Please contact us to discuss what courses would best match your requirements and if you have any questions on specific courses or course categories.
Data science tasks break down when the datasets become too large. Throw enough time and money at this specific problem and it will eventually evaporate. But what can one achieve on a budget? In this course, participants will learn to tackle simple Big Data problems using Spark and H20.
Data mining is the collection of processes by which we can extract useful insights from data. Inherent in this definition is the idea of data reduction: useful insights (whether in the form of summaries, sentiment analyses, etc.) ought to be “smaller” and “more organized” than the original raw data. The challenges presented by high data dimensionality (the so-called curse of dimensionality) must be addressed in order to achieve insightful and interpretable analytical results. In this course, we introduce the basic principles of dimensionality reduction and a number of feature selection methods (filter, wrapper, regularization), discuss some advanced topics (SVD, spectral feature selection, UMAP and other topological reduction methods), with examples.
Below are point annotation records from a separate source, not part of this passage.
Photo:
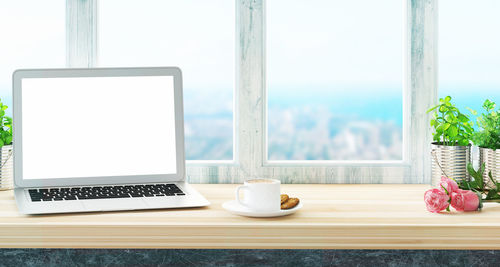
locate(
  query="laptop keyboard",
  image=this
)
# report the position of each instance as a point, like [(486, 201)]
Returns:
[(103, 192)]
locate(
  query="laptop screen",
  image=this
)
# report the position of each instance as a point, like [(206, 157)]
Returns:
[(98, 126)]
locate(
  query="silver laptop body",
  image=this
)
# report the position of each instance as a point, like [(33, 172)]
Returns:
[(101, 139)]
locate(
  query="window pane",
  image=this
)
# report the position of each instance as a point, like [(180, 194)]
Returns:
[(196, 35), (469, 52), (334, 71), (32, 36)]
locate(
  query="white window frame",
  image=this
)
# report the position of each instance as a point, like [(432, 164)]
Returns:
[(250, 101)]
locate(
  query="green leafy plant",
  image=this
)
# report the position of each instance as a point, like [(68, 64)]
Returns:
[(5, 126), (488, 135), (451, 127)]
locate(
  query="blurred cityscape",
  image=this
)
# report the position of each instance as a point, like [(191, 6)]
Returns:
[(298, 130)]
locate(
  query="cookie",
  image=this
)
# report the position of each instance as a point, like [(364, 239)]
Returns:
[(290, 203), (284, 198)]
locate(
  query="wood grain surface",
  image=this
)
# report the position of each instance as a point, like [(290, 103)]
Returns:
[(333, 216)]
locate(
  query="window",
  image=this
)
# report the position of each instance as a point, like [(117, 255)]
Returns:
[(196, 35), (334, 80), (33, 36), (303, 91), (469, 52)]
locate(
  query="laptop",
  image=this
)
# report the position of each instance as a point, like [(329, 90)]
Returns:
[(102, 139)]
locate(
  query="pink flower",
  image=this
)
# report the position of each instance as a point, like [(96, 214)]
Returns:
[(436, 200), (450, 185), (464, 200)]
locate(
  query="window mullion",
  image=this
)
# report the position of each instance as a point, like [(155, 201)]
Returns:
[(81, 33), (250, 98), (423, 83)]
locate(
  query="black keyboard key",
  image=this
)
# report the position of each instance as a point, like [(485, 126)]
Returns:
[(103, 192)]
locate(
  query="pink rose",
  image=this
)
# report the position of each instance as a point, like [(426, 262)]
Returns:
[(436, 200), (450, 185), (464, 200)]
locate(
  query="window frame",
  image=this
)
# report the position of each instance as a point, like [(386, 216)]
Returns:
[(250, 101)]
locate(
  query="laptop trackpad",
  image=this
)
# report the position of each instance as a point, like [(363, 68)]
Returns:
[(115, 204)]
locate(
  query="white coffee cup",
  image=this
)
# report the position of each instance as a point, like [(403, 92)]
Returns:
[(260, 194)]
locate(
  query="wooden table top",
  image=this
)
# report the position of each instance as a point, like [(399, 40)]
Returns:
[(333, 216)]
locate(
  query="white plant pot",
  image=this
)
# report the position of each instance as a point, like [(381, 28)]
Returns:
[(453, 160), (491, 159), (6, 168)]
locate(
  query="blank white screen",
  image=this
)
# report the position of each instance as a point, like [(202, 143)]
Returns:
[(98, 126)]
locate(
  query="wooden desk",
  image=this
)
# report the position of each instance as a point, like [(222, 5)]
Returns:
[(333, 216)]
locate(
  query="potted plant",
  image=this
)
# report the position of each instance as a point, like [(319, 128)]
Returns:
[(487, 138), (451, 149), (6, 172)]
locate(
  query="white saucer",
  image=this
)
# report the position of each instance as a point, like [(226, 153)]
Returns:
[(235, 208)]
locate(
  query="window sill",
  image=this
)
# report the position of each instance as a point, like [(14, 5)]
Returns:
[(333, 216)]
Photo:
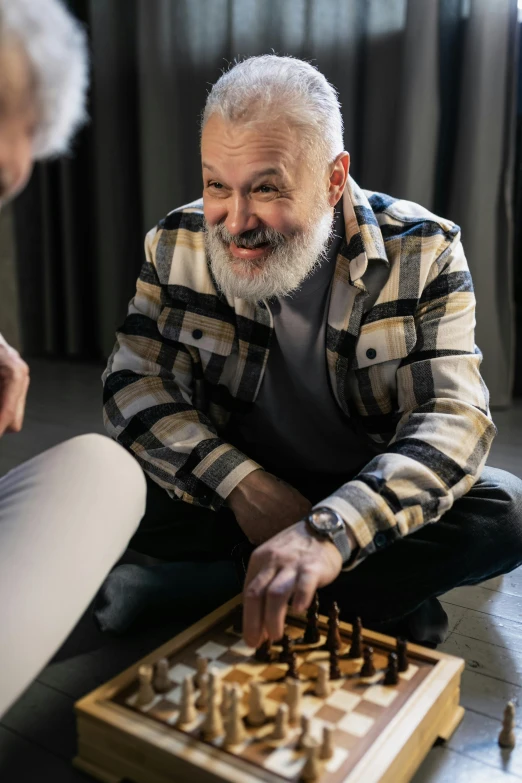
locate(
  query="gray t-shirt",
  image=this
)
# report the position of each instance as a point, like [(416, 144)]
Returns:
[(296, 424)]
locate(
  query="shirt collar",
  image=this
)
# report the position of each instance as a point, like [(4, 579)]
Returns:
[(363, 237)]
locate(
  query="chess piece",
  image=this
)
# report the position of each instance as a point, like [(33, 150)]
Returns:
[(327, 749), (162, 682), (333, 638), (201, 670), (226, 700), (293, 699), (368, 667), (202, 700), (356, 646), (335, 671), (256, 712), (304, 737), (187, 711), (311, 634), (292, 672), (235, 731), (212, 726), (237, 620), (392, 675), (146, 693), (506, 738), (402, 655), (281, 723), (284, 655), (311, 769), (322, 685), (262, 654)]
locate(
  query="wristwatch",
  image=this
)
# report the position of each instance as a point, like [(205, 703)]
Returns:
[(325, 523)]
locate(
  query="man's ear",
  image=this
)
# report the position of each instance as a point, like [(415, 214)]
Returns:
[(338, 178)]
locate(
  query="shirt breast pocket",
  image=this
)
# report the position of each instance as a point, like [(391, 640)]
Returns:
[(390, 339)]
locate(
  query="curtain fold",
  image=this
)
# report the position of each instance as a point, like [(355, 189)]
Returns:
[(427, 91)]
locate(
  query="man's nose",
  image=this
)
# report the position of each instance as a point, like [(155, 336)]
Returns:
[(241, 217)]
Bayesian analysis is sometimes maligned by data analysts, due in part to the perceived element of arbitrariness associated with the selection of a meaningful prior distribution for a specific problem and the (former) difficulties involved with producing posterior distributions for all but the simplest situations. On the other hand, we have heard it said that “while classical data analysts need a large bag of clever tricks to unleash on their data, Bayesians only ever really need one.” With the advent of efficient numerical samplers, modern data analysts cannot shy away from adding the Bayesian arrow to their quiver. In this course, we will introduce the basic concepts underpinning Bayesian analysis, and present a small number of examples that illustrate the strengths of the approach.
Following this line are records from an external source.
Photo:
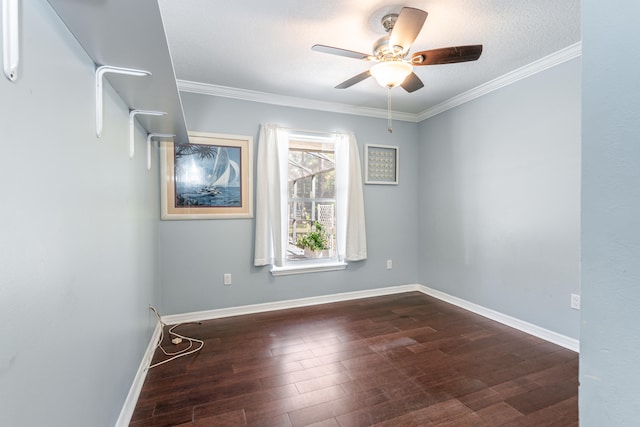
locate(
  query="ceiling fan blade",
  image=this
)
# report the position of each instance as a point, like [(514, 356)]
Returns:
[(338, 51), (412, 83), (355, 79), (447, 55), (407, 27)]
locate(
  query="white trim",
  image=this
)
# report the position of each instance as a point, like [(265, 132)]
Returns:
[(134, 392), (556, 58), (289, 101), (545, 334), (531, 329), (307, 268), (283, 305)]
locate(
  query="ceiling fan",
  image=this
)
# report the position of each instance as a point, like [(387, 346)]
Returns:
[(394, 65)]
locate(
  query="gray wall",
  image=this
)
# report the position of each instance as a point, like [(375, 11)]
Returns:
[(500, 199), (195, 254), (78, 227), (610, 335)]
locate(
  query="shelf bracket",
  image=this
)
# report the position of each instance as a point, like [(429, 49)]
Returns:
[(132, 115), (100, 72), (149, 138), (10, 39)]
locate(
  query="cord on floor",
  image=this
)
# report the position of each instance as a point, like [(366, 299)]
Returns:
[(175, 336)]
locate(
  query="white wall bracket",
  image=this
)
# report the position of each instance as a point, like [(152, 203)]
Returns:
[(132, 115), (10, 38), (100, 72), (149, 138)]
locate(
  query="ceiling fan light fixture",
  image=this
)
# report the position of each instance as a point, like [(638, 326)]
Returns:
[(391, 73)]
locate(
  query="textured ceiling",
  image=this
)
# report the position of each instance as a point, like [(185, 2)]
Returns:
[(265, 46)]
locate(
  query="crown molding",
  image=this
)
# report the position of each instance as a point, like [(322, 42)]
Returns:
[(289, 101), (556, 58)]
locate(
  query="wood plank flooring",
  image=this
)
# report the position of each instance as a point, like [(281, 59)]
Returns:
[(398, 360)]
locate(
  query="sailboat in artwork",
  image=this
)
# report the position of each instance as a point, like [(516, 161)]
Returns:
[(225, 173)]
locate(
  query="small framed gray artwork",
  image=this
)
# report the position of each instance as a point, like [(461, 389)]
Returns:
[(381, 164)]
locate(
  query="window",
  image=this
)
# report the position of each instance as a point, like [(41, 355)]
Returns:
[(307, 184), (311, 200)]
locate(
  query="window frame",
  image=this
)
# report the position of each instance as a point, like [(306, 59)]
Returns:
[(298, 142)]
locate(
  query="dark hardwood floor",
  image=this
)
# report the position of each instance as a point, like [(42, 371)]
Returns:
[(398, 360)]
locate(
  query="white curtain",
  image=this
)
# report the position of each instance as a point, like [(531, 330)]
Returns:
[(271, 198), (352, 239)]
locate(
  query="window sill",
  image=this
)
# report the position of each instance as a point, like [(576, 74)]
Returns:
[(308, 267)]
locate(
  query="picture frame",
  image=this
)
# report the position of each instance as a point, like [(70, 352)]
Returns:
[(209, 178), (381, 164)]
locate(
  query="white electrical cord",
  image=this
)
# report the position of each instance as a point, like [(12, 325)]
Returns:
[(175, 336)]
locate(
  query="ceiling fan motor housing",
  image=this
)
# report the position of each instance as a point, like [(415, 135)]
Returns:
[(382, 50)]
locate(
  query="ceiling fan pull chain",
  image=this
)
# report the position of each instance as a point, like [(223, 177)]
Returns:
[(389, 128)]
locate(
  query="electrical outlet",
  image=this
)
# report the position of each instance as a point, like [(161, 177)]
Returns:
[(575, 301)]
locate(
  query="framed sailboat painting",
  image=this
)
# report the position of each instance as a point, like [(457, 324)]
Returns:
[(209, 178)]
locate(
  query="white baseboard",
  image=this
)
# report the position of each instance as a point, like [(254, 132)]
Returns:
[(134, 392), (282, 305), (531, 329), (545, 334)]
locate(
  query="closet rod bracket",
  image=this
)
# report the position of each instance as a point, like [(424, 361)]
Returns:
[(10, 39), (100, 72), (149, 138), (132, 115)]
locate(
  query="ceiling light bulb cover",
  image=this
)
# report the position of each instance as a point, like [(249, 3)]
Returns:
[(391, 73)]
With the advent of automatic data collection, it is now possible to store and process large troves of data. There are technical issues associated to massive data sets, such as the speed and efficiency of analytical methods, but there are also problems related to the detection of anomalous observations and the analysis of outliers. Extreme and irregular values behave very differently from the majority of observations. For instance, they can represent criminal attacks, fraud attempts, targeted attacks, or data collection errors. As a result, anomaly detection and outlier analysis play a crucial role in cybersecurity, quality control, etc. The (potentially) heavy human price and technical consequences related to the presence of such observations go a long way towards explaining why the topic has attracted attention in recent years. In this course, we will review various detection methods, and provide a comparative analysis of algorithms (performance, limitations), illustrated with the help of some practical examples, and with particular attention paid to supervised and unsupervised methods.